The housekeeping gene, glm M, was present in all the strains (100%) and the adhesin bab B was amplified in 51 strains (77.27%). The bab B gene has been a marker of choice for tracing lineage in H. pylori and recent studies employing this gene have postulated H. pylori 's association with its human host to be approximately 11,000 years old [27, 29]. Hence phylogenies [Figure 2Cglm M tree and 2D – bab B tree] were generated based on the sequences of these genes in representative strains. These phylogenies revealed that strains from England clustered with other European strains (Ireland-Ire and Spain-HupB), while some affinities between them and Peruvian strains could also be noticed. Individual branches representing geographically specific glm M sequences were observed for India (MS, L), Japan (Hu), and Africa (R).

FAFLP patterns of English strains revealed about 130 fragments in the size range of 50–500 bp when the genomic DNA was digested with enzymes MseI+0/EcoRI+A. A binary table indicating the presence or absence of a particular amplicon in each strain was scored and these values were used to assess the genetic relatedness within English (abbreviated N) and with other European strains including those from Sardinia (SarD), Spain (HupB) and Ireland (Ire). These strains clustered in one group labeled in the figure as the European cluster. Another cluster obtained was the one which represented contribution from Asian- European gene pool and included strains from India (L, BJ & MS), Japan (Hu), Africa (R) and others from Europe (HupB, Ire, N) [Figure 2B].
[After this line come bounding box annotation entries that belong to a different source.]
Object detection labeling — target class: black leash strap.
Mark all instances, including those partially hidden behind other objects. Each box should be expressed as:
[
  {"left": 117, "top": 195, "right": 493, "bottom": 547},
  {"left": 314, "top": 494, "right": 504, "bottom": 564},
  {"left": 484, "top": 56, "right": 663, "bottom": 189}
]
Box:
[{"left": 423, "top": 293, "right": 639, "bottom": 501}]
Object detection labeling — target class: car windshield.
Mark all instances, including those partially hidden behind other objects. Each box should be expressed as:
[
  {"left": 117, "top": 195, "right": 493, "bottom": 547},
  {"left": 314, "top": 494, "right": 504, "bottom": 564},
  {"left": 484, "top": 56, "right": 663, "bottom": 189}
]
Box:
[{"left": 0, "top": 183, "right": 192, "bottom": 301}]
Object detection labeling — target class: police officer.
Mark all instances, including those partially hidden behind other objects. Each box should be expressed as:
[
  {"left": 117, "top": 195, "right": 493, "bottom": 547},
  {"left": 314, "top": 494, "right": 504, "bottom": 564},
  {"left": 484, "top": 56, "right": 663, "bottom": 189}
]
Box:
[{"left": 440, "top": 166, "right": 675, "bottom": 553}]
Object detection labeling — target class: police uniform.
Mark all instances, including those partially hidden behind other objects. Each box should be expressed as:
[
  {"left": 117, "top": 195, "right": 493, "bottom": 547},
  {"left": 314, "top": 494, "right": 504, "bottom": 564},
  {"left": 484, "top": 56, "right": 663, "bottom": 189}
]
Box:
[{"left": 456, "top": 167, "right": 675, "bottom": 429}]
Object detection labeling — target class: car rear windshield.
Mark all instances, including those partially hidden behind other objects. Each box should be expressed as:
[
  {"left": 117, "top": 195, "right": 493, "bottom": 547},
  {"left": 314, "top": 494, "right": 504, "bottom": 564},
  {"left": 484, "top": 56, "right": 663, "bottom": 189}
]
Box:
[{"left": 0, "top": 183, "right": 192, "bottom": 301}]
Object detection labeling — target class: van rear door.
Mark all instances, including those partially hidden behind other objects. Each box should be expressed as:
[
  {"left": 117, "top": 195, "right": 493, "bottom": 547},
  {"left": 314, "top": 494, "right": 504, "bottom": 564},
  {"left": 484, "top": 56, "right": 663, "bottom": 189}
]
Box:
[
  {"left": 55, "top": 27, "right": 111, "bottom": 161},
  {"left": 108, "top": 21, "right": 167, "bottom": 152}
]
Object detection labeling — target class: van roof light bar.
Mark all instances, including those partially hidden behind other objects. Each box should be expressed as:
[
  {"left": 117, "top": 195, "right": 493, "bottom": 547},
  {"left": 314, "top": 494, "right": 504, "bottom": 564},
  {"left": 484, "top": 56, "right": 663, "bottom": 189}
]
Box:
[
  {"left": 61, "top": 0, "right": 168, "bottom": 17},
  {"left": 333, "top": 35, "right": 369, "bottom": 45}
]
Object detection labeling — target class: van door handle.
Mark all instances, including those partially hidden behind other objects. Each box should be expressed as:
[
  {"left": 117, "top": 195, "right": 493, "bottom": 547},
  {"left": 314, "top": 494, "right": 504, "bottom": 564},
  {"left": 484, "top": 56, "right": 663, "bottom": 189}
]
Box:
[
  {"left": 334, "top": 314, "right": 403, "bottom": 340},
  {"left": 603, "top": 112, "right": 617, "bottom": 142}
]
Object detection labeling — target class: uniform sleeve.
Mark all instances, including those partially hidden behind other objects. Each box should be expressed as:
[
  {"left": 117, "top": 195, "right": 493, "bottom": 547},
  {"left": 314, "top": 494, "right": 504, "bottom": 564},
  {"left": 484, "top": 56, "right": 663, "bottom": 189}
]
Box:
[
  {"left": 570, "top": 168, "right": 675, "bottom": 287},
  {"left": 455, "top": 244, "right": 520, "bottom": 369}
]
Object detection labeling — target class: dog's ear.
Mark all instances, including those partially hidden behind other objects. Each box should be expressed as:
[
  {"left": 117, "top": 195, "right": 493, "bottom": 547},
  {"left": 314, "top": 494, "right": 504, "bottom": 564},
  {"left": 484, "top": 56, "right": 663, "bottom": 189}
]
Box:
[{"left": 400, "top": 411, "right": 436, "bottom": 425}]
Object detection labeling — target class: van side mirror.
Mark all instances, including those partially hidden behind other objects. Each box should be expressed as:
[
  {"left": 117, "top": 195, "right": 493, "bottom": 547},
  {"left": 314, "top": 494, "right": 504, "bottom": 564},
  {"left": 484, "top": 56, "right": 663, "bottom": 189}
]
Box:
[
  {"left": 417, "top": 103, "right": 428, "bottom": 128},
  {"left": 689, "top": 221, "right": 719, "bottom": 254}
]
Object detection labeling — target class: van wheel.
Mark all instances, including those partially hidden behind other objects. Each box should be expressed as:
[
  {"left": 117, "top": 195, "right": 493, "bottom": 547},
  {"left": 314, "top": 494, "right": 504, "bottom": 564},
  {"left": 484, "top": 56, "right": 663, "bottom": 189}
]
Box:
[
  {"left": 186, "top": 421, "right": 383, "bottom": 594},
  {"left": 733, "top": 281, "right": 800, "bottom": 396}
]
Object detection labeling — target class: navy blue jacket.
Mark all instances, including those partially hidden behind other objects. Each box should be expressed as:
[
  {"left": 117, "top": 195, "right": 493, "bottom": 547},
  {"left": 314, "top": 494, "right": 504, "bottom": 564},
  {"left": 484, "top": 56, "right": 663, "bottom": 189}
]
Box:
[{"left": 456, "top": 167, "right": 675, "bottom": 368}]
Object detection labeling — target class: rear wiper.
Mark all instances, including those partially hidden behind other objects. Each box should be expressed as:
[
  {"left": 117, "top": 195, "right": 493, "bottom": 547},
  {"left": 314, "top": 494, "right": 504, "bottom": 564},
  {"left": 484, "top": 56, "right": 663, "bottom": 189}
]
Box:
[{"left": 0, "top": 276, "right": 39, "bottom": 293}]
A similar trend was observed with other fingerprinting techniques employing the Enterobacterial Repetitive Intergenic Consensus sequences (ERIC) and the Repetitive Extragenic Palindrome (REP) sequences. Based on the amplification patterns of genomic DNA between the REP sequences, the English strains grouped with the Irish ones in a European cluster and a segregated cluster constituting all Indian strains from Ladakh and a single strain from England (N114) was obtained [Figure 2F]. ERIC phylogeny for this set of strains in comparison with other strains from different world populations as reported earlier [26] indicated that these strains clustered closely with either the Spanish and Irish strains and more distantly with the Indian and African strains.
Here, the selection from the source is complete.